The startup landscape now operates under two different sets of rules. Non-AI companies face intense scrutiny on traditional business fundamentals like profitability. In contrast, AI companies exist in a parallel reality of 'irrational exuberance,' where compelling narratives justify sky-high valuations.
AI companies operate under the assumption that LLM prices will trend towards zero. This strategic bet means they intentionally de-prioritize heavy investment in cost optimization today, focusing instead on capturing the market and building features, confident that future, cheaper models will solve their margin problems for them.
The enduring moat in the AI stack lies in what is hardest to replicate. Since building foundation models is significantly more difficult than building applications on top of them, the model layer is inherently more defensible and will naturally capture more value over time.
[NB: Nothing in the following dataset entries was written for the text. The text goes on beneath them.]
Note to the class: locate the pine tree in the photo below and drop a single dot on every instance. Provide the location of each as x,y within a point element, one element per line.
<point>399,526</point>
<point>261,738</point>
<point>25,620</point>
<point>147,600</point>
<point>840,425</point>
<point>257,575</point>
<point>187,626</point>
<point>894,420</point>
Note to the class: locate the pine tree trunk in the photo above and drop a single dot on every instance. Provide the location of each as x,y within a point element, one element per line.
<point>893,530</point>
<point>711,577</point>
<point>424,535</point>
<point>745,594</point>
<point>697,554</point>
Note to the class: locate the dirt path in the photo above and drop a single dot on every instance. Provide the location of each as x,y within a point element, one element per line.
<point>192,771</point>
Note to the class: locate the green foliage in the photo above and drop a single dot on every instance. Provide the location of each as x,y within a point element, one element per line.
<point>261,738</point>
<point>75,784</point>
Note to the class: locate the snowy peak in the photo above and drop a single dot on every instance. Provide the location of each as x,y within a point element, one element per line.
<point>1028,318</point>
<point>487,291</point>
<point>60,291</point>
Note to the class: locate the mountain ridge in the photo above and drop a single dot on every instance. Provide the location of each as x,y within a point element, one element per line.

The AI boom can sustain itself as long as its narrative remains compelling, regardless of the underlying reality. The incentive for investors is to commit fully to the story, as the potential upside of being right outweighs the cost of being wrong. Profitability is tied to the narrative's durability.
Products like Sora and current LLMs are not yet sustainable businesses. They function as temporary narratives, or "shims," to attract immense capital for building compute infrastructure. This high-risk game bets on a religious belief in a future breakthrough, not on the viability of current products.
While AI investment has exploded, US productivity has barely risen. Valuations are priced as if a societal transformation is complete, yet 95% of GenAI pilots fail to positively impact company P&Ls. This gap between market expectation and real-world economic benefit creates systemic risk.
Contrary to the 'winner-takes-all' narrative, the rapid pace of innovation in AI is leading to a different outcome. As rival labs quickly match or exceed each other's model capabilities, the underlying Large Language Models (LLMs) risk becoming commodities, making it difficult for any single player to justify stratospheric valuations long-term.